Ob – wie die Beklagte dargelegt hat – der von dem Sachverständigen Dr. W ermittelte Grundpflegebedarf über die dargestellten Korrekturen hinaus noch weiterer Abstriche bedarf, kann hier dahinstehen, weil bereits die durch den Senat vorgenommen Richtigstellungen dazu führen, einen Grundpflegebedarf von mehr als 45 Minuten zu verneinen.

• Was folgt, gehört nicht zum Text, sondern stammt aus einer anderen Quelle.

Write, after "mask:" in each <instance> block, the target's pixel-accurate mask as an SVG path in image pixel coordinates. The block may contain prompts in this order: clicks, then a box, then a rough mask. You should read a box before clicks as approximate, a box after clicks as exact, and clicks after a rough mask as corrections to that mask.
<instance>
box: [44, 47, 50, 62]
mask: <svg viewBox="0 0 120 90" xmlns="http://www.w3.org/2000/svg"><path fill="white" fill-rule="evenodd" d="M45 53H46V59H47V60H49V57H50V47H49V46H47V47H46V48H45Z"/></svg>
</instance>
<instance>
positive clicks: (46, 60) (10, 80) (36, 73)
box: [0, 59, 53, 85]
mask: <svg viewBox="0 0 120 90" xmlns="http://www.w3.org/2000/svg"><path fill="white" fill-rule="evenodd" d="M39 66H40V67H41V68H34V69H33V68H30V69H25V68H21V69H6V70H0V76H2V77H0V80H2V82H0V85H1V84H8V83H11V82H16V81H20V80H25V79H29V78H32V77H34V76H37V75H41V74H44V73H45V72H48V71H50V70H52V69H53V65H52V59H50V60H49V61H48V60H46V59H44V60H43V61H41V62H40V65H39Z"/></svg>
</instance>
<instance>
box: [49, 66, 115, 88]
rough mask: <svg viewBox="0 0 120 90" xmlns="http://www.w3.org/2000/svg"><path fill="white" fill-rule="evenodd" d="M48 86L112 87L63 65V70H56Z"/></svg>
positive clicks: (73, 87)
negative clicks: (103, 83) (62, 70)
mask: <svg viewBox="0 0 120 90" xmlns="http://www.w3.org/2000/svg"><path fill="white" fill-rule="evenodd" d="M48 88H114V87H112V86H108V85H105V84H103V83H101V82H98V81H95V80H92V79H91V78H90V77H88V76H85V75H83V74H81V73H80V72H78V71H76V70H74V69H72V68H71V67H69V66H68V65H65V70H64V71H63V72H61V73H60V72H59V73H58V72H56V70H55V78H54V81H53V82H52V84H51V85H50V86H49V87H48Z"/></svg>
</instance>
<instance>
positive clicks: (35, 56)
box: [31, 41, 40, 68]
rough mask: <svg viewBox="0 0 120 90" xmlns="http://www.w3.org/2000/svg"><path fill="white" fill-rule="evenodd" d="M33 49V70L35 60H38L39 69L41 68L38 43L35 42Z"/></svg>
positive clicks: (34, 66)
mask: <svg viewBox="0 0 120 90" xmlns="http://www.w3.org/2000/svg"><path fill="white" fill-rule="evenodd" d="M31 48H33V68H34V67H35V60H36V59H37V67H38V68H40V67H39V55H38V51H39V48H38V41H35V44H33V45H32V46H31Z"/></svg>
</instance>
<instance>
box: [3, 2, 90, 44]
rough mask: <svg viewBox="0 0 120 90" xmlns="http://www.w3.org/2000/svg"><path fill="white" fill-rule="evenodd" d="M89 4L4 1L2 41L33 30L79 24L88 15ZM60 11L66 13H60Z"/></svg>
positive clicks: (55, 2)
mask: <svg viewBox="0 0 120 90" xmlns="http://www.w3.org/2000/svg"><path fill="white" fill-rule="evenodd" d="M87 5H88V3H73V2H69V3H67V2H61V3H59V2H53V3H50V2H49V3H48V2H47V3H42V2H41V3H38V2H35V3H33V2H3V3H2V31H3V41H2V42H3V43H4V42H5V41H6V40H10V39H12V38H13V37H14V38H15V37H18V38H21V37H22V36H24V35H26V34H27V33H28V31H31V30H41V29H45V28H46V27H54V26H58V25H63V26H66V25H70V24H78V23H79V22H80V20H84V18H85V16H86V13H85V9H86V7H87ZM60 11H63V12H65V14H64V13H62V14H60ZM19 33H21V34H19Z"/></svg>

Zu diesen Richtigstellungen ist der Senat ohne weiteres befugt, weil er sich insoweit keinen eigenen medizinischen Sachverstand anmaßt, sondern die von dem Sachverständigen mitgeteilten Werte lediglich in rechnerischer Hinsicht korrigiert bzw. aus Rechtsgründen anders würdigt, als der Sachverständige dies getan hat. Weitere Ermittlungen in medizinischer Hinsicht hält der Senat angesichts der beiden vorliegenden Sachverständigengutachten nicht für geboten, zumal der Kläger gegen die medizinischen Feststellungen des Sachverständigen Dr. W Einwendungen nicht erhoben hat und er sich im Übrigen auch nicht darauf berufen hat, dass sich seit der Begutachtung durch Dr. W Verschlechterungen ergeben hätten. Für derartige Verschlechterungen sind Anhaltspunkte auch sonst nicht ersichtlich.

Die Kostenentscheidung beruht auf § 193 des Sozialgerichtsgesetzes (SGG) und folgt dem Ergebnis in der Hauptsache.

Die Revision ist nicht zugelassen worden, weil ein Grund hierfür nach § 160 Abs. 2 Nr. 1 und 2 SGG nicht vorliegt.